Thanks again Phil. I was thinking along the same lines. We have both pigeon and dove foods, and they should be fine. We received a call from the 911 people saying that they've closed the case on this pigeon, I guess that means he's staying, he's more than welcome. Now I just have to find a source for Tipplers here in North NJ to get him some company.


----------



## Aurora (Aug 9, 2003)

Hello again all. Just responding here one last time to close out the thread, and give the latest news. Agent 83 (the pigeons new name, lol) is just fine and has moved in with the dove with no troubles. They couldn't seem to care less about each other.
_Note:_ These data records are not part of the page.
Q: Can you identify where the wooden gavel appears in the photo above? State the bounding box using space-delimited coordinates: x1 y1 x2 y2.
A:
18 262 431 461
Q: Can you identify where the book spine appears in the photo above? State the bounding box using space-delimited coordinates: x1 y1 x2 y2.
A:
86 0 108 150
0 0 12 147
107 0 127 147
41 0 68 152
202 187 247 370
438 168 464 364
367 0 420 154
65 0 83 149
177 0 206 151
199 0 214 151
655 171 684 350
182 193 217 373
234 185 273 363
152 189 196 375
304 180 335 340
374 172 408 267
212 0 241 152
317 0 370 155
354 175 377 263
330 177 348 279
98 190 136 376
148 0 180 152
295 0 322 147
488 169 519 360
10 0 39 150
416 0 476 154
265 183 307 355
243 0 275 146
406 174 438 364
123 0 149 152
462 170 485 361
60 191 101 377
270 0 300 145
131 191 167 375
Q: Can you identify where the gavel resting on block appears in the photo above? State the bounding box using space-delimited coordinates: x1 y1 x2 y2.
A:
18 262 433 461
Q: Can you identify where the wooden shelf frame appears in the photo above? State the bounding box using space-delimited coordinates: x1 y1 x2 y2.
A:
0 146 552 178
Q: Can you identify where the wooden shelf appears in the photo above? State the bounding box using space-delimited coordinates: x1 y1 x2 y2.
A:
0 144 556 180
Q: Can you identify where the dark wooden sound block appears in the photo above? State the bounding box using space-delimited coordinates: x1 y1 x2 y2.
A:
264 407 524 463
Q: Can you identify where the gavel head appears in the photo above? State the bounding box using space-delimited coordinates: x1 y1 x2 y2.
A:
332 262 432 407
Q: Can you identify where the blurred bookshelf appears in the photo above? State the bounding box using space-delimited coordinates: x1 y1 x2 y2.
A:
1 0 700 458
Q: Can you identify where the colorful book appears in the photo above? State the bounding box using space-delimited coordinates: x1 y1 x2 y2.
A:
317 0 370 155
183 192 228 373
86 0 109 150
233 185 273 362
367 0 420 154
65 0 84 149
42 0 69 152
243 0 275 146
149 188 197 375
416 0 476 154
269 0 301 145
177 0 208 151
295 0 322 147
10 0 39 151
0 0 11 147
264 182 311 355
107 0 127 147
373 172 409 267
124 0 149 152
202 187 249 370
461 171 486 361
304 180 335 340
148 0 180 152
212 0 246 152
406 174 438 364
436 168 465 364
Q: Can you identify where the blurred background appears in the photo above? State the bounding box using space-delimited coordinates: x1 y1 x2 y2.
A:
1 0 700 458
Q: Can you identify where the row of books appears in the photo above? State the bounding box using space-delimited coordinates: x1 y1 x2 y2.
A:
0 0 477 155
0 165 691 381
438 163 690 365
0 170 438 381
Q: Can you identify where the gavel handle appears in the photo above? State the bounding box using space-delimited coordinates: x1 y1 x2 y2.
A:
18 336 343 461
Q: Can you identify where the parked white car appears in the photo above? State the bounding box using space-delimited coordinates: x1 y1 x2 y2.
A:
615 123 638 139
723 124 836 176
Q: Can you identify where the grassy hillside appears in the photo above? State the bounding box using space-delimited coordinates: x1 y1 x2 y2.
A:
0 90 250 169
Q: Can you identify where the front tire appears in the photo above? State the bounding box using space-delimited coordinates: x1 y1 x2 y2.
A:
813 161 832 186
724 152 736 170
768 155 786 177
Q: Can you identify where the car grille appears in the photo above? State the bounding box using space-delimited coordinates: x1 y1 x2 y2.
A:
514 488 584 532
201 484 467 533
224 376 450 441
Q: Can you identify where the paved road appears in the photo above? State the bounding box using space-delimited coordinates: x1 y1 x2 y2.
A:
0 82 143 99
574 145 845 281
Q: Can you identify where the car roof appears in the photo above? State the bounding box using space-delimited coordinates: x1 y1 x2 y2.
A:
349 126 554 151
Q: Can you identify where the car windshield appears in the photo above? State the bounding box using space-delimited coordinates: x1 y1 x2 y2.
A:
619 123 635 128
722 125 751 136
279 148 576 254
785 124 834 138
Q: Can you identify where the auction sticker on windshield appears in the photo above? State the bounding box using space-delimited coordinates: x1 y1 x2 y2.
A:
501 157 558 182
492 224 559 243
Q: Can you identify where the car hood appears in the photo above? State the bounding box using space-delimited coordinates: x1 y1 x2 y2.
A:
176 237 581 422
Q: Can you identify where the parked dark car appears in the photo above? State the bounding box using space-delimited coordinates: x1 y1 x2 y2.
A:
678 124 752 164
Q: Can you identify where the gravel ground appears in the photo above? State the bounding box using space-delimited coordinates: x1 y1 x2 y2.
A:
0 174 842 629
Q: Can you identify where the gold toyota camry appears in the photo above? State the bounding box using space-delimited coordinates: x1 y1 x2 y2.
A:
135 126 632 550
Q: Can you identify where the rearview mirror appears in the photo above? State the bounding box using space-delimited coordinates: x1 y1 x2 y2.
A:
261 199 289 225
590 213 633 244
Thank you all for your usual encouragement and guidance.


----------



## pdpbison (Mar 15, 2005)

Oh, very good then...just as one might hope..!


Who knows, he and one of the Doves might become pals after a while...could happen...


Best wishes!

Phil
Las Vegas


----------



## Reti (Jul 20, 2003)

pdpbison said:


> Oh, very good then...just as one might hope..!
> 
> 
> Who knows, he and one of the Doves might become pals after a while...could happen...
> ...



I have a mated dove and pigeon, they seem very much in love. So yeah, it can happen.

Reti


----------



## Aurora (Aug 9, 2003)

That's amore...............


----------